Die Wildbret-Partien: Ein Überblick am Beispiel der Wildschweinkeule

Die Zerlegung eines Wildschweins, von dem alle Knochen bis zum Hals entfernt und in küchenfertige Einzelteile zerlegt wurden, offenbart, dass die Fleischpartien hauptsächlich aus den verschiedenen Muskelgruppen bestehen. Schnell wird deutlich, dass die Wildschweinkeule viel mehr zu bieten hat, als nur als Ganzes zubereitet zu werden.

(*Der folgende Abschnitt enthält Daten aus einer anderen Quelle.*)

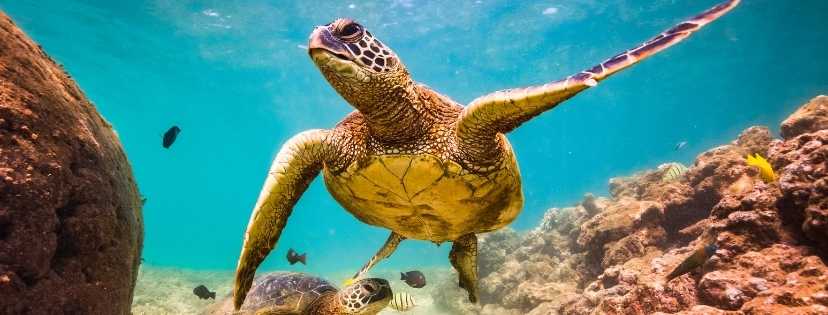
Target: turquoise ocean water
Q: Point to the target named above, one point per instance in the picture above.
(234, 76)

Durch das Auslösen der Einzelteile ergeben sich zahlreiche Möglichkeiten der Zubereitung, die jeweils das Beste aus dem jeweiligen Stück herausholen.

Würde man alle Fleischpartien der Wertigkeit nach sortieren, würde es wie folgt aussehen: Ganz oben platzieren sich die Wildschweinfilets, dicht gefolgt vom Rücken. Weiter geht es mit den Einzelteilen der Keule: die Wildschwein-Oberschale, die Unterschale vom Wildschwein, die Wildschwein-Nuss und zuletzt das falsche Filet sowie die Hüfte. Dann folgen die ausgelösten Schultern und schließlich die Haxen von Vorderlauf und Hinterlauf sowie der Nacken bzw. Hals. Die Einteilung bei Hirsch und Reh ist identisch, sodass man entsprechend von Reh-Oberschale, Unterschale vom Reh usw. spricht.

Was ist die Nuss vom Wild und wie bereitet man sie zu?

Die 'Nuss' vom Wild – oft auch als Kugel oder Oberschwanzstück bezeichnet – ist eine der interessanteren und manchmal missverstandenen Partien der Keule. Sie besteht aus mehreren einzelnen Muskelsträngen, die durch feine Häute voneinander getrennt sind. Diese Struktur verleiht der Nuss eine besondere Textur und macht sie gleichzeitig zu einer Herausforderung für das klassische Kurzbraten oder Grillen als Ganzes. Ihre Form und die trennenden Häute können dazu führen, dass sie ungleichmäßig gart oder beim Braten trocken wird, wenn nicht die richtige Technik angewendet wird.

Doch gerade diese Eigenheiten machen die Nuss vielseitig einsetzbar, wenn man ihre spezifischen Anforderungen kennt. Für das Kurzbraten oder Grillen empfiehlt es sich, die Nuss vorsichtig von einer Seite zu öffnen und flacher zu klopfen. So wird eine größere, gleichmäßigere Oberfläche geschaffen, die ein besseres Garergebnis ermöglicht. Nach dem Garen kann die Nuss dann in dünne Scheiben geschnitten werden, wodurch die feinen Häute kaum noch wahrnehmbar sind. Die wahre Stärke der Nuss, sei es vom Reh, Hirsch oder Wildschwein, zeigt sich jedoch bei der Herstellung von Roh- oder Kochschinken. Schinken von der Reh- oder Wildschweinnuss ist eine absolute Delikatesse und besticht durch sein intensives Aroma und seine feine Textur. Diese Verarbeitungsmethode nutzt die Struktur der Nuss optimal aus und verwandelt sie in einen wahren Leckerbissen.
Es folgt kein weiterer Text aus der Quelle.